The Labor Department dusted off the never-used, 33-year-old "injunctive relief" section of federal mining law as part of the Obama administration's promised "get-tough" response to the Upper Big Branch disaster. Freedom was selected as a first test case.
When the agency filed the case in November, Massey announced it would close the mine anyway, citing ongoing challenges in operating a mine as large and old as Freedom. Federal Judge Amul Thapar refused to dismiss the case, ruling that about 60 mineworkers could still be exposed to dangerous conditions underground during the several months it would take to dismantle and remove equipment from the mine.
The settlement details safety precautions Massey must take to protect those workers. The mine is susceptible to dangerous rockfalls and explosive concentrations of methane gas. If new safety violations force closure of all or part of the mine the company must continue to pay workers, or find them other jobs within 60 miles, until the mine is considered safe.

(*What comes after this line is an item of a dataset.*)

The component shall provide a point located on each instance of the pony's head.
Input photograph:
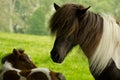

Labor Department officials have repeatedly promised to seek federal court injunctions against other coal mines, but the agency has yet to file another case. Smith said today that several potential cases were resolved in other ways but court action is still being considered for mines she declined to name.
Mine safety advocate Wes Addington of the Appalachian Citizens Law Center says the Labor Department should continue to go to federal court. The Freedom case has "shown now that they're entitled to go into federal court and seek immediate relief for miners that are in immediate danger," Addington says. "They should use it going forward to protect miners in a more immediate way."
At the National Mining Association, spokeswoman Carol Raulston called the agreement "uncharted territory" for the mining industry. But she noted that "the court does stipulate this agreement applies only to this operation."
Still, mining companies are on notice that the Labor Department is prepared to go to court and can get into court, adds Ellen Smith, publisher of Mine Safety and Health News. "It's the big stick that MSHA is holding over mine operators, and mine operators are taking this threat extremely seriously," Smith says. "They have said that to me. They are worried about it."
That's exactly what federal mine safety officials want. Assistant Labor Secretary Joe Main says the Freedom case and settlement "surely points out our willingness to use this standard to protect miners."